The observational study, funded by the National Institute on Aging (NIA), part of the National Institutes of Health, which included data from 3,000 research participants, found that those who percent adhered to four or all of five specified healthy behaviors were found to have a 60%  lower risk of Alzheimer's disease. The behaviors included physical activity, not smoking, light-to-moderate alcohol consumption, a high-quality diet, and cognitive activities.

The research team reviewed data from two longitudinal study populations, Chicago Health and Aging Project (CHAP) and the Memory and Aging Project (MAP).
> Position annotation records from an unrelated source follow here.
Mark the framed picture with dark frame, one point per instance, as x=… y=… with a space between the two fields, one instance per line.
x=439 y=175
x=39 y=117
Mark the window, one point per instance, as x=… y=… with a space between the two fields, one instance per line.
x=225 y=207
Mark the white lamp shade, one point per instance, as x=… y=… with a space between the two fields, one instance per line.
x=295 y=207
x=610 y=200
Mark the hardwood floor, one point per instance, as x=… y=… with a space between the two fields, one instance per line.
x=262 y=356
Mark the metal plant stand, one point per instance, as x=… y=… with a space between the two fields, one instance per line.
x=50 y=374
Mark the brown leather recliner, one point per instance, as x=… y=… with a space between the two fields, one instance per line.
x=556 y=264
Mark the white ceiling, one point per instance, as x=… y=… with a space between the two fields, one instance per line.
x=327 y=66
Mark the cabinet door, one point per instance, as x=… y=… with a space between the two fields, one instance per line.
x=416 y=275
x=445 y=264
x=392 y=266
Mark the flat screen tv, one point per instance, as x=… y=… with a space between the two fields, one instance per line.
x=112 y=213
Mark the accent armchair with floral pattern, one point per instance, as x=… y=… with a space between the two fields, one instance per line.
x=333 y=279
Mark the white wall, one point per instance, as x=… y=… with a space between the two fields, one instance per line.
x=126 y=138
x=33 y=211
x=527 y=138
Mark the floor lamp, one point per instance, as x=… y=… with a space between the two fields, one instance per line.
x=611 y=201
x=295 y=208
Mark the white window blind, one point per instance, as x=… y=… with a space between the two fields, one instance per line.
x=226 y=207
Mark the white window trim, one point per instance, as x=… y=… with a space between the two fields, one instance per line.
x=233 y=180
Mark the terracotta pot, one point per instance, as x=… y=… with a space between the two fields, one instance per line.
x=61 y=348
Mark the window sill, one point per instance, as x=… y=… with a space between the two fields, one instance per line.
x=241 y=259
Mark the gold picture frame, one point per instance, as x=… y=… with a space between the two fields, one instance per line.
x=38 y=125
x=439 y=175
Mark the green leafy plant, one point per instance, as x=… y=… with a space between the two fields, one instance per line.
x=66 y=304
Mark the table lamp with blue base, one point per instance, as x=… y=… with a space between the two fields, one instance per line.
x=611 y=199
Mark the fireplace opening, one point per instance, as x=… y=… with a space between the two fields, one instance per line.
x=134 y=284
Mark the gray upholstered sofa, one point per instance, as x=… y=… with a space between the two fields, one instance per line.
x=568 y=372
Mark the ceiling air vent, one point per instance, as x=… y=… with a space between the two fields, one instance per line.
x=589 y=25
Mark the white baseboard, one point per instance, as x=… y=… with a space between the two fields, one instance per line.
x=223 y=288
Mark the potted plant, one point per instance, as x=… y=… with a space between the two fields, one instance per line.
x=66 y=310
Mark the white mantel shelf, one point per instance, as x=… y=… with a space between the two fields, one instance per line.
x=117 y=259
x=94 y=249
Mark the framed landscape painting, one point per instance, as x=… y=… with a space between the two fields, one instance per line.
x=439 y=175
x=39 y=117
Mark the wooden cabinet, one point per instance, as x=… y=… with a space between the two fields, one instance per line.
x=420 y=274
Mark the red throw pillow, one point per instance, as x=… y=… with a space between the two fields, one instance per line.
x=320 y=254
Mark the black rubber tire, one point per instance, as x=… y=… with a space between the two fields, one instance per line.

They selected participants from those studies who had data available on their diet, lifestyle factors, genetics, and clinical assessments for Alzheimer's disease. The resulting data pool included 1,845 participants from CHAP and 920 from MAP.

The researchers scored each participant based on five healthy lifestyle factors, including:

  • At least 150 minutes per week of moderate to vigorous-intensity physical activity
  • Not smoking
  • Light-to-moderate alcohol consumption
  • A high-quality, Mediterranean-DASH Intervention for Neurodegenerative Delay (MIND) diet, which combines the Mediterranean diet and Dietary Approaches to Stop Hypertension (DASH) diet
  • Engagement in late-life cognitive activities

The research team then compared the scores with outcomes of clinical diagnosis of Alzheimer's in the CHAP and MAP participants. Compared to participants with no or one healthy lifestyle factors, the risk of Alzheimer's was 37 percent lower in those with two to three, and 60 percent lower in those with four to five healthy lifestyle factors, the researchers said.

The NIA is currently funding more than 230 active clinical trials on Alzheimer's and related dementias. Of those, more than 100 are nondrug interventions, such as exercise, diet, cognitive training, sleep, or combination therapies.